‘That the house of everyone is to him as his castle and fortress’ said Sir Edward Coke in Seyman’s Case, (1603) 77 Eng. Rep. 194.  William Pitt the Elder, one time Prime Minister of England said in 1763:

The poorest man may in his cottage bid defiance to all the forces of the Crown. It may be frail — its roof may shake — the wind may blow through it — the storm may enter — the rain may enter — but the King of England cannot enter — all his force dares not cross the threshold of the ruined tenement!

But does that apply to a boat, in Queensland, during a flood?

A discussion has been circulating regarding two questions. These relate to those who live aboard their boats, and as such, class them as tier principal place of residence. In this case, the matter relates to major flooding of rivers and the fact that these are our homes.

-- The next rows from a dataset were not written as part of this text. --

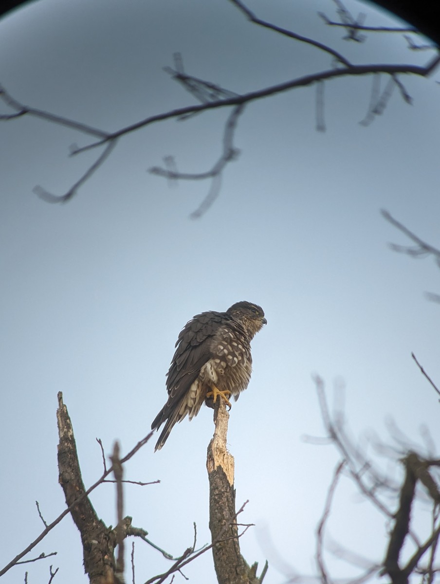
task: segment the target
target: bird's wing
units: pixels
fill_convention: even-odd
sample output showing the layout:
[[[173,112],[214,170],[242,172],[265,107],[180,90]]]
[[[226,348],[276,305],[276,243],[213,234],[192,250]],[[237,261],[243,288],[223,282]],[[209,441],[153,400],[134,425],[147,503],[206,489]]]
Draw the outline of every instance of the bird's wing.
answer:
[[[151,425],[153,429],[158,429],[165,420],[171,419],[178,410],[201,368],[212,356],[211,340],[225,319],[229,320],[224,312],[202,312],[187,322],[181,331],[167,374],[168,399]]]

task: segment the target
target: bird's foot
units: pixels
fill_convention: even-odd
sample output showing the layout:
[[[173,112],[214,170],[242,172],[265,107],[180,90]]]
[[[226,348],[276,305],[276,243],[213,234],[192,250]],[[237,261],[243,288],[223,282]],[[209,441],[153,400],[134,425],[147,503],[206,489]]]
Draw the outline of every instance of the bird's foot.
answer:
[[[228,390],[224,390],[223,391],[220,391],[218,387],[215,385],[213,385],[211,388],[212,391],[208,391],[206,394],[207,398],[213,398],[213,401],[214,403],[216,403],[216,400],[217,399],[217,395],[220,395],[222,399],[223,399],[226,404],[226,405],[229,406],[229,409],[231,409],[231,402],[228,399],[228,398],[231,397],[231,392]]]

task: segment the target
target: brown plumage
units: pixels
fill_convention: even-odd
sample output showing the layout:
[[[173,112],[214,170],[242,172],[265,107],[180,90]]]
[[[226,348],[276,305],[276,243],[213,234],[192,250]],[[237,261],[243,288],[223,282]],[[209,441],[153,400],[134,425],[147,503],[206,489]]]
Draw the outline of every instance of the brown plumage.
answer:
[[[188,414],[191,420],[202,404],[213,406],[217,396],[230,405],[251,378],[251,341],[267,323],[261,307],[237,302],[226,312],[198,314],[186,323],[176,343],[167,374],[168,399],[151,428],[164,429],[155,450],[165,444],[173,426]]]

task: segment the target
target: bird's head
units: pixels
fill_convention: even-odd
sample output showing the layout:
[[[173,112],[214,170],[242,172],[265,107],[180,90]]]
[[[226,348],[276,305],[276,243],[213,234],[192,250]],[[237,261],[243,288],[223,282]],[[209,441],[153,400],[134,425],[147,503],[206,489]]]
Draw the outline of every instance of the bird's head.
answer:
[[[236,302],[226,311],[227,314],[237,321],[247,331],[251,339],[268,321],[261,306],[251,302]]]

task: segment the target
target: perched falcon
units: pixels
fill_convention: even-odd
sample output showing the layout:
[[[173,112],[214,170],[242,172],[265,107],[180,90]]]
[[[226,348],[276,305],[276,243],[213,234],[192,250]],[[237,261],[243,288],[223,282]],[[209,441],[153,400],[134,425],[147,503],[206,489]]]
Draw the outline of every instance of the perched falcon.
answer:
[[[202,312],[186,323],[167,374],[168,401],[151,424],[158,430],[165,423],[155,450],[176,422],[197,415],[205,399],[213,406],[218,396],[229,406],[228,398],[238,399],[251,378],[251,341],[266,324],[262,308],[250,302],[237,302],[226,312]]]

1. During a flood, the ships master is the best person to protect and act on behalf of that vessel. During floods, those who have stayed on board have been able to adjust mooring lines etc and maintain vessel safety. Whilst the water police have said leave the vessel/abandon the home, those who said ‘no’ have saved their homes. Does the law give powers to those who are not in the best level of training to force skippers to abandon the vessel.

2. As these are our homes, and federal law states somewhere (so I am told) that water police must have permission to come aboard unless they have a warrant or some other means of entry as they would into a normal persons place of residence.

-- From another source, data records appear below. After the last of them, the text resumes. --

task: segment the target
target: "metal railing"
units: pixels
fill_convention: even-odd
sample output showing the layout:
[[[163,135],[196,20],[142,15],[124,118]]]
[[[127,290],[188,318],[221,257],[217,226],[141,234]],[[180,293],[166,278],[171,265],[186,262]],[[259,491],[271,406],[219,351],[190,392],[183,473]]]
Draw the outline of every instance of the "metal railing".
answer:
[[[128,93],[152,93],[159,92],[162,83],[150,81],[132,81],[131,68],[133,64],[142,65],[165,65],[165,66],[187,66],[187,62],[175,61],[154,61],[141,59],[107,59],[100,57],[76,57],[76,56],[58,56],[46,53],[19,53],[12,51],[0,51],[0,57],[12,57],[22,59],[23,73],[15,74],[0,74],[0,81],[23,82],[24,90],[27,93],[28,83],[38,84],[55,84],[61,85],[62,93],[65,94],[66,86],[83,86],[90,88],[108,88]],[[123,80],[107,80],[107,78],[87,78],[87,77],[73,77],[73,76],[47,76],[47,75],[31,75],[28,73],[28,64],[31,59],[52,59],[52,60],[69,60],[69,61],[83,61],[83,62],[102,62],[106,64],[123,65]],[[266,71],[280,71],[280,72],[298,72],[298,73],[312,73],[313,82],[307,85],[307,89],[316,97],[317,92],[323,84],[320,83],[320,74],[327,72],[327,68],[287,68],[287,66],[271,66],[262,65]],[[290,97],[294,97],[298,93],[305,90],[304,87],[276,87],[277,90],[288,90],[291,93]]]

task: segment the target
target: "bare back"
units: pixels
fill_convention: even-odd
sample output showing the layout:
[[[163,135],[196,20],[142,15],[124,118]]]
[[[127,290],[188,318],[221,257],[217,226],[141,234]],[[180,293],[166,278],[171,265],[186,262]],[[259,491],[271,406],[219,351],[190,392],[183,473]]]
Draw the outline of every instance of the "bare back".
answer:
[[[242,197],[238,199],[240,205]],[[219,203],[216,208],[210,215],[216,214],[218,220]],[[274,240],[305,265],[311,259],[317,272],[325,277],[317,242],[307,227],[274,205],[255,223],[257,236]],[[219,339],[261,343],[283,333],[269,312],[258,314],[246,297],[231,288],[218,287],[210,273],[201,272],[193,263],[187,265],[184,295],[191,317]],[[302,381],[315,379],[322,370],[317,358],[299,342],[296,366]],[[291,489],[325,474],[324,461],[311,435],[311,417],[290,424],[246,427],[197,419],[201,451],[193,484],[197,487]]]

In both items above, I am not relating to open water customs type boarding. Think houseboat, if you like.

Inland waterways of a state are governed by state law (see ‘Meaning of ‘marine’ and ‘land’ rescue in NSW’ (June 18, 2012)).

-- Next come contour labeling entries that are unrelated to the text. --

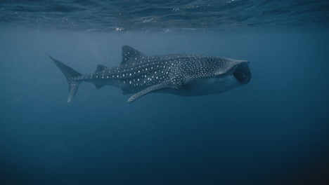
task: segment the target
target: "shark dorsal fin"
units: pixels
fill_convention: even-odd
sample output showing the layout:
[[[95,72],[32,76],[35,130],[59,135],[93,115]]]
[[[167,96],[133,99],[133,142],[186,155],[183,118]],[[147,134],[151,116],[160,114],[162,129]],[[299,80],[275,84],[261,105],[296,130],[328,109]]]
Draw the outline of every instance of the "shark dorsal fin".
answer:
[[[108,68],[108,67],[105,67],[103,65],[101,65],[101,64],[98,64],[97,67],[96,67],[96,71],[95,71],[95,73],[103,71],[104,69],[106,69],[106,68]]]
[[[127,64],[129,61],[134,61],[135,60],[141,59],[143,57],[145,57],[143,53],[135,50],[134,48],[128,46],[122,46],[122,61],[121,64]]]

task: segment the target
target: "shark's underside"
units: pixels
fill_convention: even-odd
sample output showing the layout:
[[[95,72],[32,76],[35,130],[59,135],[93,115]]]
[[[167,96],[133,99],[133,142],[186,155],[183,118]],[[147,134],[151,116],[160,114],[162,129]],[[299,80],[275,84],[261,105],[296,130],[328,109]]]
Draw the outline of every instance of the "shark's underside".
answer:
[[[122,46],[120,65],[98,65],[96,71],[89,74],[81,74],[50,57],[67,80],[68,102],[83,81],[93,83],[96,88],[109,85],[121,88],[124,94],[135,93],[127,101],[132,102],[155,91],[179,95],[220,93],[251,79],[245,60],[181,54],[146,56],[127,46]]]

A boat that is a person’s ‘residence’ is a ‘dwelling’ but even so police can in enter a dwelling for various purposes (Police Powers and Responsibilities Act 2000 (Qld) ss 19-23 and Schedule 6, definition of ‘dwelling’). A houseboat is also a vehicle so police may enter to search for firearms, drugs, stolen property and other prescribed things (ss 31-32).   None of those provisions are relevant in this context.

For the purpose of the Public Safety Preservation Act 1986 (Qld) the word ‘premises’ includes ‘… ship … [and] vessel …’ During a declared ‘Emergency Situation’ the emergency commander may ‘direct the evacuation and exclusion of any person or persons from any premises’ and ‘may remove or cause to be removed (using such force as is necessary for that purpose) any person who does not comply with a direction to evacuate…’ (s 8(1)(d)). He or she may also ‘enter or … (using such force as is necessary for that purpose) any premises’ (s 8(1)(f)).

There may be other provisions in the relevant marine safety legislation but I am not in a position to review those Acts section by section.

Conclusion

During a declared ‘Emergency Situation’ the emergency commander does have the lawful authority to require skippers to abandon the vessel. It’s true that, in the absence of permission, the ‘police must have a warrant or some other’ lawful authority for entry .  Relevant lawful authority can be found in the Police Powers and Responsibilities Act 2000 (Qld) and the Public Safety Preservation Act 1986 (Qld) and no doubt in other legislation.